We are a very isolated country and exposing more people to more cultures outside of the US can only help us on a global scale. Studying abroad is an eye-opening experience to almost every student. They cannot help but come home a different person. Obviously different programs have different outcomes, but in my experience, most people walk away from the experience understanding more about humanity than anything else.
Studying abroad changed my life. I was an exchange student to Norway in high school and studied in Russia during their second coup in college. Both experiences shaped me academically, but also in how I interact with the world around me. I went on to live and work abroad in 3 more countries after graduating. I still use those more intangible life skills today.

Oct. 21 2013 03:03 PM
Tara from Seattle, WA

This was a great piece and so important to continue the conversation. I think cross cultural learning is essential for our society, both our youth and adults.
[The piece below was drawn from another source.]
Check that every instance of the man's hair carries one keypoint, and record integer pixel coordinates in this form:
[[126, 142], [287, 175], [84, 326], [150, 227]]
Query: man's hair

There is great value in studying abroad or global travel, the benefits are infinite. But as one of your contributors mentioned, it is out of the reach of most American students. I have traveled the world, but the past two years have realized how much global learning, new cross cultural experiences and different perspectives is accessible in my own city. Please visit a project I am doing, www.worldinmyownbackyard.org that addresses exactly what your conversation spoke to. Cross cultural learning and connections can organically happen every day if we push outside of our comfort zones and talk to "strangers" around us.

Oct. 21 2013 12:58 PM
Heather from Portland

As an undergrad at a small state school I studied subsistence living in Alaska. A great example of learning from the diversity in America. It was an amazing experience and not nearly as expensive as studying abroad.